Debt is the key to seeing American art today.
Debt brings into focus a booming art market parallel to a generation of culture workers slipping into financial ruin. All debts are connected.

The average American artist today is a debtor; financializing their visions, unable to see beyond cresting loan payments, artists are pressured to adopt the aesthetics–and the politics–most pleasing to the market. They have become conditioned to wade ever deeper into financial risk in exchange for aspirations of success in the art market.

It is known that hedge fund managers, multinational banking CEOs, and real estate developers are the world’s largest collectors of both art and debt.

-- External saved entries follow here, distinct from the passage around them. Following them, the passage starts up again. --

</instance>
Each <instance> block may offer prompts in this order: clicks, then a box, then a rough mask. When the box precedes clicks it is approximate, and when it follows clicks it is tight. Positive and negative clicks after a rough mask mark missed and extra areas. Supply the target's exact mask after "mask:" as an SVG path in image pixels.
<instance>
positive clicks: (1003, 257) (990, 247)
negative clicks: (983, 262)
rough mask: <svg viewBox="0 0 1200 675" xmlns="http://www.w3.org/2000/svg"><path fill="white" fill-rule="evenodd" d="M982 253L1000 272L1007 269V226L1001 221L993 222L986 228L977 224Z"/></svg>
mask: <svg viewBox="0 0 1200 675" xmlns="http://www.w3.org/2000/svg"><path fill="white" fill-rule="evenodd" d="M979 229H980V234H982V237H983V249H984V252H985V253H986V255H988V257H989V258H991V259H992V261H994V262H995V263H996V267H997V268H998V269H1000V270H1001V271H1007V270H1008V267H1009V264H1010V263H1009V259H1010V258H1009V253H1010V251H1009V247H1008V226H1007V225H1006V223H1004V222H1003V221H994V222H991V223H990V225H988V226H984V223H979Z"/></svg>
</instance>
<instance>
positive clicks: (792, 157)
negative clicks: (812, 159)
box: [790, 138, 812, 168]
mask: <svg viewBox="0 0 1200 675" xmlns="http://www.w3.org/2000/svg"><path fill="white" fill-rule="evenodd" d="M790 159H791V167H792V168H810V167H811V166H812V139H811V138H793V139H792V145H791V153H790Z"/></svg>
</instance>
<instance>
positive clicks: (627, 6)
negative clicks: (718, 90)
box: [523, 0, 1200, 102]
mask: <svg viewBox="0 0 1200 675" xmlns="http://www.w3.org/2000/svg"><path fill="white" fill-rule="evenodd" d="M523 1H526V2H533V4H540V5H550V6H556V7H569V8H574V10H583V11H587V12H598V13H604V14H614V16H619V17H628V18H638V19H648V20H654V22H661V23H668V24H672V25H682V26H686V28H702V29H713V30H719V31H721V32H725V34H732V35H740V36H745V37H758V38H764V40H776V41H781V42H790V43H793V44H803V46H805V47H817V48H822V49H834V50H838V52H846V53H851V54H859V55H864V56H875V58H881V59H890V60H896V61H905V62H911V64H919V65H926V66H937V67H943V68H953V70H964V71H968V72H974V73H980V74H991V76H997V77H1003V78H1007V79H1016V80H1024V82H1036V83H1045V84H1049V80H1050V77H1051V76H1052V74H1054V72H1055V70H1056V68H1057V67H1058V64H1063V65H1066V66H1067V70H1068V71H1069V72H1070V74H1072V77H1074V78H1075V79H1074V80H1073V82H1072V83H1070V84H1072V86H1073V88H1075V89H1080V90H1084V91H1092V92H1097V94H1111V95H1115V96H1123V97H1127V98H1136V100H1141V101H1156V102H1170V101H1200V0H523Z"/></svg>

Moonlighting on museum and auction house boards, this Collector Class derives profits from the trading of these two assets, art and debt, influencing the tides of the art world by shaping and monetizing the artistic canon.

The Collector Class has invented financial instruments that dissolve their own financial and political risk while everyone else bears the burden. The hidden violence in this system is now emerging.

Debt, in the form of indentured labor and colonial extraction, is at the foundation of global racial and social inequities. The process continues today as entire populations, including Greece, Argentina, and Puerto Rico, are forced to sell off their futures to vulture fund partners at 1000% return on investment. The Collector Class extracts value and reaps returns from securitized public resources, education debts, credit card debts, municipal debts and mortgage debts. All over the world, people have become debtors before citizens. Debtors before artists. Debtors before people. We believe that this world will not find balance until reparations are paid.

While elites join debts together into bundles to securitize profits, debtors see themselves as increasingly isolated, lost in one-sided financial precarity. And yet, unexpectedly, there lies before us an opportunity to locate ourselves in this global struggle. We are united in seeking economic justice and building a culture industry that works for us and our communities, not against us. And we are also united because all of our debts are connected. The time is now for we debtors to leverage our collective power.